On appeal, we “give a great deal of discretion to a trial judge’s determination of the
appropriate punishment in any given case.” Foster v. State, 525 S.W.3d 898, 911 (Tex. App.—
Dallas 2017, pet. ref’d) (citing Jackson v. State, 680 S.W.2d 809, 814 (Tex. Crim. App. 1984)).
Generally, as long as the sentence is within the proper range of punishment, it will not be disturbed
on appeal. Id. (citing Jackson, 680 S.W.2d 814).
Although appellant argues the trial court abused its discretion by refusing to place him on
community supervision “in light of his need for rehabilitation,” we do not agree.
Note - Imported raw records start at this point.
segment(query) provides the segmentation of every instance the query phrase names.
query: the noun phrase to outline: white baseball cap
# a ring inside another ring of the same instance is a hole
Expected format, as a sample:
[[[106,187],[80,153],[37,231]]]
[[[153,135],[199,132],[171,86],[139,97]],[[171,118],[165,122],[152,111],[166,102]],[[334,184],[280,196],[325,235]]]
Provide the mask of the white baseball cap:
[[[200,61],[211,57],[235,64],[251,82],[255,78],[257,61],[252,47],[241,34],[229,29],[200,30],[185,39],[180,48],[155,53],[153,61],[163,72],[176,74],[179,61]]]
The record shows
appellant assaulted his wife’s teenage daughter over the course of multiple years and, as a result,
she has been treated for depression, anxiety, and suicidal ideation in a mental hospital on two
occasions; was diagnosed with PTSD; cuts herself; attends therapy each week; and takes
medication. While the trial court acknowledged appellant’s “need for help,” incarceration does
not mean he will be denied the opportunity for rehabilitation. Given the nature of the offense and
its circumstances as well as the fact that the sentence is within the statutory range, we cannot
conclude appellant’s sentence violates the penal code’s objectives as described in section 1.02.
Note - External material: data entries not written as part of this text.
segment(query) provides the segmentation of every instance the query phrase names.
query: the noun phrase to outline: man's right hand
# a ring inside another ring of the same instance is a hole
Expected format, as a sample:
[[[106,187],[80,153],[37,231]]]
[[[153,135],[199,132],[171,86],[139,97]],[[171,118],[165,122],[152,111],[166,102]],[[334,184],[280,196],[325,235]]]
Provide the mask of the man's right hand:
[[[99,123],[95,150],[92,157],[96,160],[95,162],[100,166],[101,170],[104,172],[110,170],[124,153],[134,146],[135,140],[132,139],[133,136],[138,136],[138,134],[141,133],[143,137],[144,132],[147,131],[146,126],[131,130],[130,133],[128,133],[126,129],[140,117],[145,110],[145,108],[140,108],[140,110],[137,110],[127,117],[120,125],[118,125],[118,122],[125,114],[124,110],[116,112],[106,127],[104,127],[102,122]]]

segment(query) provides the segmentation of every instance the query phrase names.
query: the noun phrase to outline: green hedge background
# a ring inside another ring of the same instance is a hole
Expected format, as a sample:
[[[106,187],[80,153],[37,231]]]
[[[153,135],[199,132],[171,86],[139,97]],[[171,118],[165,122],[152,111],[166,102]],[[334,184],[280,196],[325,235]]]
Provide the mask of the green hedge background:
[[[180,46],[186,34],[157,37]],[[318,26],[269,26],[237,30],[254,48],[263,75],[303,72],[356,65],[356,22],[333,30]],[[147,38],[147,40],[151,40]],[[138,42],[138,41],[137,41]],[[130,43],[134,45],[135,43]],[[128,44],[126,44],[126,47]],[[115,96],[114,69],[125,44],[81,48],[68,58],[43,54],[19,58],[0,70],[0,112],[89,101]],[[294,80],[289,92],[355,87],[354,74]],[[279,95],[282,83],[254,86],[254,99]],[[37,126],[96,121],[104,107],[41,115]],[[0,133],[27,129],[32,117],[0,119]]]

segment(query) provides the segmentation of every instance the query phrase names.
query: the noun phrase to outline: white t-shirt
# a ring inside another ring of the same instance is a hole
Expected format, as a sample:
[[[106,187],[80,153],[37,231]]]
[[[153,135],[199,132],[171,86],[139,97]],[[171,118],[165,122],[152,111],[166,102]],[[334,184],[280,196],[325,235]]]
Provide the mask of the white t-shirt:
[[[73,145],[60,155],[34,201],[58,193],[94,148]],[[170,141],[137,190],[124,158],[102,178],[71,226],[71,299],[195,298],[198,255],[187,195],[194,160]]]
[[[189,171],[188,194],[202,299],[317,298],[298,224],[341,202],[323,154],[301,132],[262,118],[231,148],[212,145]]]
See TEX. PENAL CODE ANN. § 1.02(1). We overrule appellant’s sole issue.
In its cross-issue, the State requests we modify the trial court’s judgment to show
appellant did not enter a plea bargain. We have the power to modify an incorrect judgment when
we have the necessary data and information to do so. See TEX. R. APP. P. 43.2(b); Bigley v. State,
865 S.W. 2d 26, 27–28 (Tex. Crim. App. 1993); Owens v. State, No. 05-18-00759-CR, 2019 WL
3729507, at *1 (Tex. App.—Dallas Aug. 8, 2019, no pet. h.) (mem. op., not designated for
–3– publication). The judgment states: “Terms of Plea Bargain: 22 years penitentiary.” However, the
record in this case indicates appellant and the State reached a plea bargain agreement as to the
offense, but not as to punishment. The trial court assessed punishment. We sustain the State’s
cross-issue and modify the judgment to show appellant did not reach a plea bargain with the State
to serve twenty-two years’ in the penitentiary.
As modified, we affirm the trial court’s judgment.
/Erin A. Nowell/ ERIN A. NOWELL JUSTICE
Do Not Publish TEX. R. APP. P. 47.2(b) 190027F.U05
–4– Court of Appeals Fifth District of Texas at Dallas JUDGMENT
CLARENCE RAY DAVIS, Appellant On Appeal from the Criminal District Court No. 1, Dallas County, Texas No. 05-19-00027-CR V. Trial Court Cause No. F-1824087-H. Opinion delivered by Justice Nowell. THE STATE OF TEXAS, Appellee Justices Myers and Osborne participating.
Based on the Court’s opinion of this date, the judgment of the trial court is MODIFIED as follows:
We DELETE the words “22 Years Penitentiary” under the heading “Terms of Plea Bargain.”
As REFORMED, the judgment is AFFIRMED.
Judgment entered this 2nd day of October, 2019.